The Bikundi court found no error in the district courts determination that the total payments received constituted or were derived from gross proceeds traceable to the health care fraud offenses because “the pervasive fraud was integral to each and every Medicaid payment” to the company. Id. The district court based this determination on the finding that the company “would not have operated but for [each] defendants fraud” and that the total Medicaid proceeds received were “only paid due to the defendants persistent and rampant fraudulent conduct.” Id. (quotations omitted).

Here, the district courts forfeiture amount—$157,587.33—represents a subset of the $167,587.33 in salary that Gladden was paid by Global in 2015. The district court based this amount on the determination that, at the time of the scheme, Global was permeated with fraud and that “but for the long-running healthcare-fraud conspiracy perpetrated by Defendant Gladden and others, it would not have existed in the form in which it did, generated anywhere near the revenue that it did, or paid Defendant his $167,587.33 salary in 2015.”
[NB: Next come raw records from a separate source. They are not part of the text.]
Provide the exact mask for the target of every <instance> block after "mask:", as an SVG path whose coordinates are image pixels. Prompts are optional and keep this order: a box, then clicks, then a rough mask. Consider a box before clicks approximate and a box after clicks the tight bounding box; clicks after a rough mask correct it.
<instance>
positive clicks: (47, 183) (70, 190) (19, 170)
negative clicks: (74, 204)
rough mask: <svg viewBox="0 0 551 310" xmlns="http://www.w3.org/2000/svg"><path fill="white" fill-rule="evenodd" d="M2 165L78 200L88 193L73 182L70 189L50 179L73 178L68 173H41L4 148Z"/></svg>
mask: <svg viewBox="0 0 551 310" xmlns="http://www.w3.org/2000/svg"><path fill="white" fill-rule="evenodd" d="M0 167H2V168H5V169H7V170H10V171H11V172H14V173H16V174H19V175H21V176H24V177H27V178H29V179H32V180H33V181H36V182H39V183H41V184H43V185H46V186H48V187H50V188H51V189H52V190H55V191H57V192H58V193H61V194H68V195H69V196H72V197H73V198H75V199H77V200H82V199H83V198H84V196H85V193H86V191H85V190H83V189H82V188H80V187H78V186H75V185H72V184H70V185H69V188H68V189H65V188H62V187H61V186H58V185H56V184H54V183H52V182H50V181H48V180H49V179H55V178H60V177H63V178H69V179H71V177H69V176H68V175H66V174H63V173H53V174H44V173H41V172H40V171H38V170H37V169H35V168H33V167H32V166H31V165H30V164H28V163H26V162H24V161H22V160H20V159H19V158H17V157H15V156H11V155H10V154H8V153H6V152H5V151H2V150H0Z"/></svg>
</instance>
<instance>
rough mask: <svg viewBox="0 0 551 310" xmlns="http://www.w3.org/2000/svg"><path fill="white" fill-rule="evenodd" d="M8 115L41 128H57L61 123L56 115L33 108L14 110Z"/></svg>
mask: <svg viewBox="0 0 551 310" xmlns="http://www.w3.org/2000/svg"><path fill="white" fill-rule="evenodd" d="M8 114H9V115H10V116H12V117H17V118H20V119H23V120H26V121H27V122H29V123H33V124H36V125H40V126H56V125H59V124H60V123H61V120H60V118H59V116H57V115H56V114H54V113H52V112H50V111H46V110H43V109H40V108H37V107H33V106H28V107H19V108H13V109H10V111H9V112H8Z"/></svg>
Like in Bikundi, the evidence demonstrates that Globals legitimate operations were facilitated by the illegitimate operations. Gladden has presented no evidence calling the factual accuracy of the district courts statement into question; there is nothing to suggest that this was clear error by the district court. Gladdens salary is thus the proper subject of forfeiture because, in the absence of the conspiracy in which Gladden participated, Global would not have employed and compensated Gladden the way that it did. In the language of the statute, Gladdens salary constitutes the gross proceeds traceable to the commission of the offense, because in the absence of Gladdens—and the other conspirators—conduct, it is unlikely that Global would have been able to continue operations in the manner that it did. Even if Gladden did participate in some legitimate transactions during his time at Global, these transactions were propped up by the illegitimate transactions.

The district court thus did not clearly err in determining that Globals operations were so pervaded by fraud that Gladden would not have received his salary but for the scheme. The district courts forfeiture order stands.

IV

For the reasons stated above, we conclude that the evidence presented at trial was sufficient to support the jurys verdict as to all of Jessica Lintons convictions and as to John Gladdens convictions for conspiracy, health care fraud, and mail fraud. In addition, the district court did not clearly err in calculating John Gladdens restitution and forfeiture amounts. However, because John Gladdens use of the means of identification of Dawn Whittens minor daughter was merely ancillary to the health care fraud, we vacate his conviction for aggravated identity theft and remand for further proceedings consistent with this opinion.

AFFIRMED as to Jessica Linton and AFFIRMED IN PART, VACATED IN PART, AND REMANDED as to John Gladden.